À côté de cette démocratisation du radicalisme, on observe également sa globalisation. Le radicalisme n’a plus de domicile fixe, il apparaît tout aussi bien dans des pays profondément religieux que dans des pays laïques, dans des sociétés conservatrices traditionnelles, que dans des sociétés progressistes émancipées. C’est ainsi que le radicalisme peut devenir une politique d’État autoritaire, comme en Arabie saoudite, ou rester marginal, comme en France.
Le comble de la globalisation est que chacun peut devenir une victime de la radicalisation ou, pire, d’une de ses expressions extrêmes, le terrorisme, qu’il vive à Paris, à Tel Aviv, à Londres ou à Bagdad.
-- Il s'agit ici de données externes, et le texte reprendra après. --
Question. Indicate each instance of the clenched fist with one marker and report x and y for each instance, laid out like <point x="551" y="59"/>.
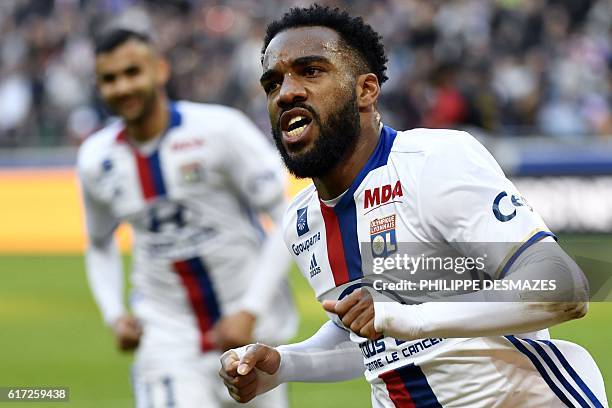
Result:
<point x="251" y="375"/>
<point x="127" y="331"/>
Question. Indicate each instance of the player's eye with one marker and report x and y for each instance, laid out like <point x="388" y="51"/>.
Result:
<point x="108" y="78"/>
<point x="270" y="86"/>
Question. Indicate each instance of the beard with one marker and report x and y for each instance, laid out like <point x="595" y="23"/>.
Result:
<point x="337" y="138"/>
<point x="147" y="106"/>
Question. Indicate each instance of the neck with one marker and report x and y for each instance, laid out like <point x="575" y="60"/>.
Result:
<point x="152" y="124"/>
<point x="340" y="178"/>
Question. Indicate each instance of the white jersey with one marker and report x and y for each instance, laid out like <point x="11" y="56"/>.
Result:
<point x="443" y="188"/>
<point x="191" y="197"/>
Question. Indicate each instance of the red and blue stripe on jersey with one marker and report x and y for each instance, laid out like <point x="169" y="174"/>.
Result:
<point x="201" y="293"/>
<point x="150" y="172"/>
<point x="341" y="220"/>
<point x="408" y="388"/>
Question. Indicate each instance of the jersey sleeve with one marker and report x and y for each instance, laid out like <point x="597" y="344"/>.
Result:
<point x="253" y="164"/>
<point x="100" y="223"/>
<point x="102" y="257"/>
<point x="466" y="200"/>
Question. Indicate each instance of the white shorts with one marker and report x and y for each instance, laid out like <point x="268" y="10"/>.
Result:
<point x="194" y="384"/>
<point x="495" y="372"/>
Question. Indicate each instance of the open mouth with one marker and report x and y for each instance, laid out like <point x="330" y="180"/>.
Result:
<point x="295" y="124"/>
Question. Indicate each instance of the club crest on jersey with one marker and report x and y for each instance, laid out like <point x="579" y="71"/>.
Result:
<point x="382" y="236"/>
<point x="302" y="221"/>
<point x="377" y="196"/>
<point x="315" y="269"/>
<point x="192" y="173"/>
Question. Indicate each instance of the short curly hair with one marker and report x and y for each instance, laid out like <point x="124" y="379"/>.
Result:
<point x="353" y="31"/>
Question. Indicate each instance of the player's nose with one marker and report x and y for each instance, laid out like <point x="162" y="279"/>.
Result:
<point x="291" y="91"/>
<point x="122" y="86"/>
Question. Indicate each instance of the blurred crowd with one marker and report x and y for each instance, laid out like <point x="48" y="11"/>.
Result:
<point x="509" y="67"/>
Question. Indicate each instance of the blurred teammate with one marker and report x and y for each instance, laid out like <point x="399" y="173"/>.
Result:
<point x="190" y="179"/>
<point x="375" y="188"/>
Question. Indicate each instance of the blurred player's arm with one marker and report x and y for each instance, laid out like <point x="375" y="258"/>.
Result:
<point x="328" y="356"/>
<point x="256" y="171"/>
<point x="105" y="271"/>
<point x="459" y="184"/>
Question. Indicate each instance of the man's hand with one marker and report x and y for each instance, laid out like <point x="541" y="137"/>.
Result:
<point x="234" y="331"/>
<point x="242" y="377"/>
<point x="356" y="312"/>
<point x="127" y="332"/>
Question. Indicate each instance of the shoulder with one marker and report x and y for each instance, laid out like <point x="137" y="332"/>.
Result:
<point x="443" y="150"/>
<point x="92" y="150"/>
<point x="434" y="141"/>
<point x="299" y="203"/>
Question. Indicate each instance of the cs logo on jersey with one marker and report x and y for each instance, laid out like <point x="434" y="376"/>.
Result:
<point x="302" y="221"/>
<point x="517" y="201"/>
<point x="382" y="236"/>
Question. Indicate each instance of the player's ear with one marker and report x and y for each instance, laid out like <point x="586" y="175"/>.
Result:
<point x="368" y="90"/>
<point x="162" y="71"/>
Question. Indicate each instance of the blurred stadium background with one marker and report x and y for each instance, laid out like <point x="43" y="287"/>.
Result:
<point x="531" y="78"/>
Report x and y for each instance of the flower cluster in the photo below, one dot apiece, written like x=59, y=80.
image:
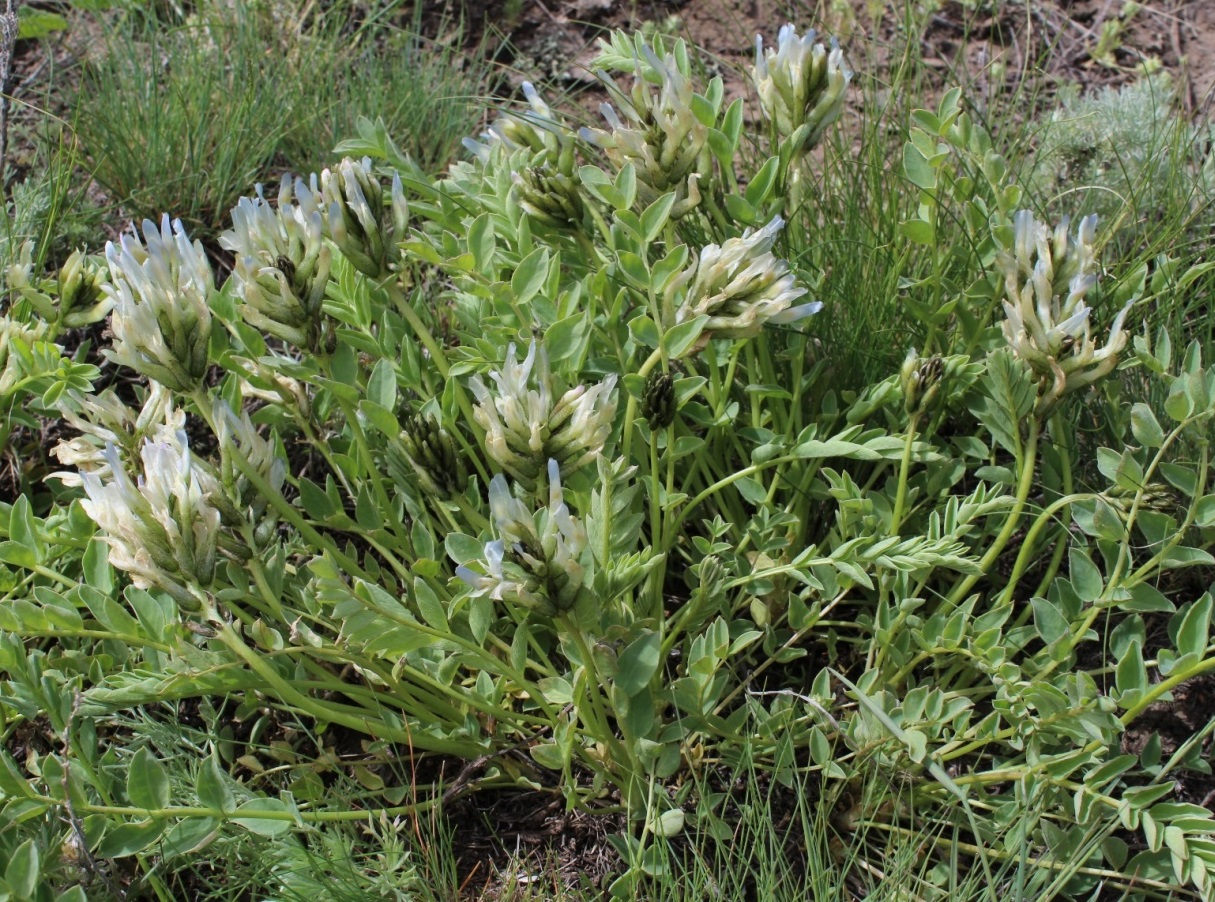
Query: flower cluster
x=1046, y=277
x=162, y=319
x=103, y=421
x=801, y=85
x=162, y=528
x=538, y=130
x=525, y=428
x=282, y=266
x=740, y=286
x=434, y=456
x=78, y=298
x=538, y=562
x=659, y=134
x=355, y=215
x=12, y=370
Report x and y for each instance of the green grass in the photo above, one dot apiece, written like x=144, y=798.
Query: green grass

Au niveau épistémique, cela signifie qu’il n’y a pas de société type engendrant le radicalisme religieux. Ni l’acceptation d’une religion officielle, ni l’acceptation du pluralisme multiculturel ne sont a priori des cadres capables de s’en protéger.

Fragile armistice
Enfin, le radicalisme incarne la fin du rêve démocratique de consensus et la déception concernant le pouvoir de la démocratie à construire des communautés. Karl Popper définissait la démocratie comme l’armistice des conceptions fondamentalistes. Un armistice possible et nécessaire, selon le penseur politique, à cause du caractère non manifeste de la vérité : personne ne peut prouver aux autres qu’il a accès à la vérité, même si chacun est en droit de le croire. Toutefois l’armistice n’est pas la paix. Son équilibre fragile peut toujours être remis en cause par une forme de radicalisme.

[1] Elie Halévy, La formation du radicalisme philosophique. L’évolution de la doctrine utilitaire, Paris, Felix Alcan 1901, p. 206.
[2] Oren Yiftachel, Batya Roded, « Abraham's Urban footsteps : political geography and religious radicalism in Israel/Palestine », in The fundamentalist city. Religiosity and the remaking of urban space, Nezar Alsayyad, Mejgan Massoumi, Roudlegde 2010, p. 179.